Fue una de esas noches de larga sobremesa. Por motivos laborales seis extraños habíamos encontrado oportunidad de volvernos amigos compartiendo risas y carcajadas en el restaurante de un conocido hotel morelense.
Durante la conversación aproveché la oportunidad de intercambiar miradas coquetas con una morena de linda sonrisa, que respondía positivamente al llamado de mis ojos y seducía mis oídos con discretas insinuaciones, disimuladas entre las bromas que nos jugábamos.
Conforme las horas pasaron, y ya convencido del interés mutuo, me sume a la disculpa que ella ofreció a los comensales al levantarse de la mesa, aduciendo lo avanzado de la noche y la necesidad de madrugar al día siguiente.
En el pasillo, lejos de miradas indiscretas, descubrimos el calor de nuestros labios y con cada paso que avanzábamos hacia la habitación, también recorríamos algunos centímetros de nuestros cuerpos. Cuando por fin llegamos a su puerta, bien podríamos haber descrito con precisión la ubicación de cada botón y costura de nuestras prendas, y aún así, permitimos que nuestros impulsos retrasaran un poco más el ingreso a su habitación.
Entonces, contrario a toda expectativa, ella pausó el tiempo para proferir la peor frase posible dada la circunstancia en la que nos hallábamos: “Espera, que yo no soy una mujer de esas”.
Lo terrible de la oración no fue su principio, que aunque decepcionante siempre es una posibilidad presente. No, lo fulminante fue su final: “una mujer de esas”. Dijo “de esas” y no agregó ningún otro sustantivo. Dejó incompleta la frase como esperando que el desprecio que impregnó en la última palabra sirviese de punto final.
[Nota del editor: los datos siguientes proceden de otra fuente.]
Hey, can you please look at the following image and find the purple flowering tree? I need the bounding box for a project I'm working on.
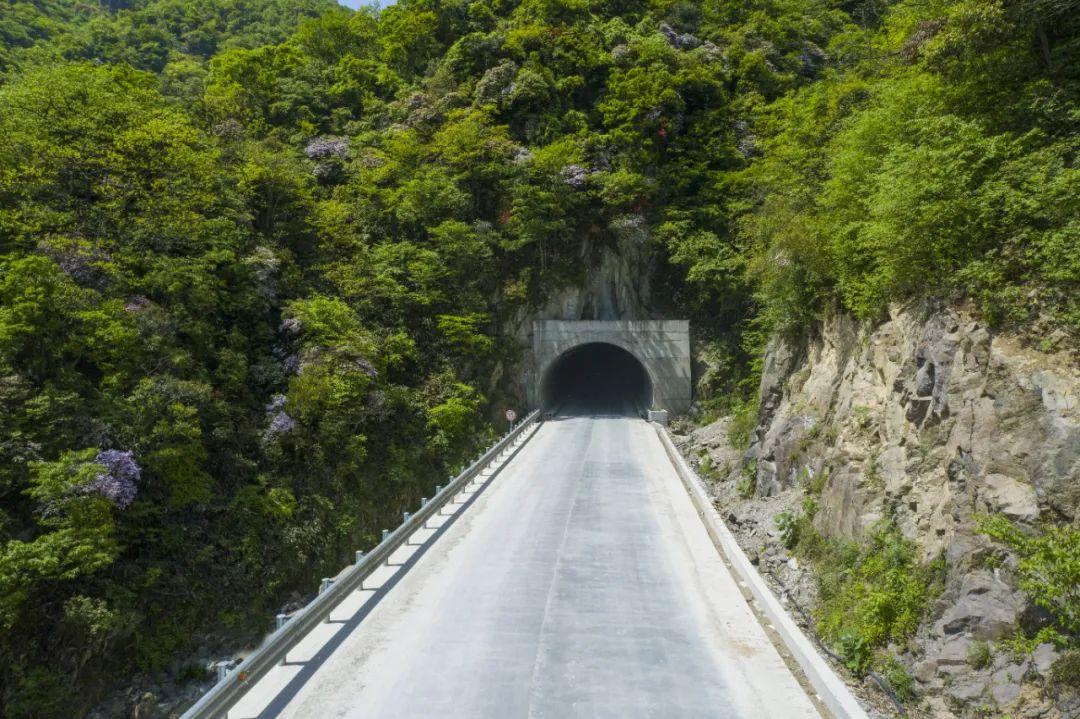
[264,394,297,442]
[84,449,141,509]
[304,136,349,160]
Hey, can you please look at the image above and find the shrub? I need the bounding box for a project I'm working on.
[777,498,819,552]
[1050,650,1080,688]
[979,516,1080,635]
[698,453,722,481]
[967,640,991,669]
[776,511,799,549]
[877,653,916,702]
[737,460,757,498]
[727,397,759,451]
[813,522,945,674]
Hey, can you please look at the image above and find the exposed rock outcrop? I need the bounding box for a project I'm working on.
[676,301,1079,718]
[497,228,657,403]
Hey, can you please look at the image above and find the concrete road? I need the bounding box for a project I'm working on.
[236,417,822,719]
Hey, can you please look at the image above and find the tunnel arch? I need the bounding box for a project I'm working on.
[540,342,653,416]
[531,320,691,414]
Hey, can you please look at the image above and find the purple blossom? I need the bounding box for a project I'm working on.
[124,295,152,313]
[560,165,588,188]
[267,412,296,436]
[264,394,297,441]
[659,23,699,50]
[700,40,722,60]
[281,353,301,375]
[675,33,699,49]
[474,62,518,105]
[611,44,632,64]
[610,214,648,244]
[304,136,349,160]
[590,152,612,172]
[313,161,338,179]
[734,119,760,159]
[279,317,302,336]
[86,450,140,509]
[360,152,386,169]
[246,247,280,300]
[798,43,826,76]
[42,243,112,290]
[212,119,244,140]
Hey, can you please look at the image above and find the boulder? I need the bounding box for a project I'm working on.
[981,473,1039,521]
[946,675,987,703]
[1032,643,1059,678]
[990,661,1027,706]
[934,571,1023,640]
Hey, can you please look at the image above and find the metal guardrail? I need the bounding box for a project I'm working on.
[182,410,542,719]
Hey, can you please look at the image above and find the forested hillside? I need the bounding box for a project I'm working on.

Desentendiéndome un poco de la barbaridad y, lo confieso, esperando sortear ese bache, fingí no entender: ¿Cómo de esas? pregunté. Y su respuesta me dejó perplejo. Una mujer que militaba en una organización civil de defensa de derechos humanos ratificaba su prejuicio agregando: “de esas mujeres fáciles, de poco valor”.
Fácil habría sido expresar: “Espera, que lo que pasa es que no quiero llegar a más intimidad” y habría sido suficiente para decir buenas noches. Sí, tal vez un poco a regañadientes, pero habría bastado. En cambio, ella prefirió mandar al diablo el calendario, negar los siglos de lucha en la reivindicación de la libertad individual y perpetuar un retrograda esquema que condena a las personas no por lo que son, sino por el uso privado que hacen de sus genitales.
Así como resulta ilógico juzgar las manos que prefieren atender un jardín antes que armar un circuito electrónico, también es irrisorio condenar los labios que se usan para besar en lugar de comer. Podemos considerar que el pintor debería hacer “mejor” su obra, pero definitivamente no podemos juzgarle por dibujar los trazos de forma distinta a cómo nosotros lo haríamos.
Por lo tanto, no se trata de si ella debía o no tener sexo conmigo (o con cualquier otra persona), eso es una cuestión de tiempos, procesos y motivos muy personales que no debemos juzgar. Así como podemos querer sexo un momento al siguiente podemos ya no quererlo y está bien. El problema es que cuando mi interlocutora depreció el valor de una mujer por las decisiones que toma sobre sí misma, reprodujo un discurso de dominación equivalente al que utiliza un violador sexual para justificar su agresión.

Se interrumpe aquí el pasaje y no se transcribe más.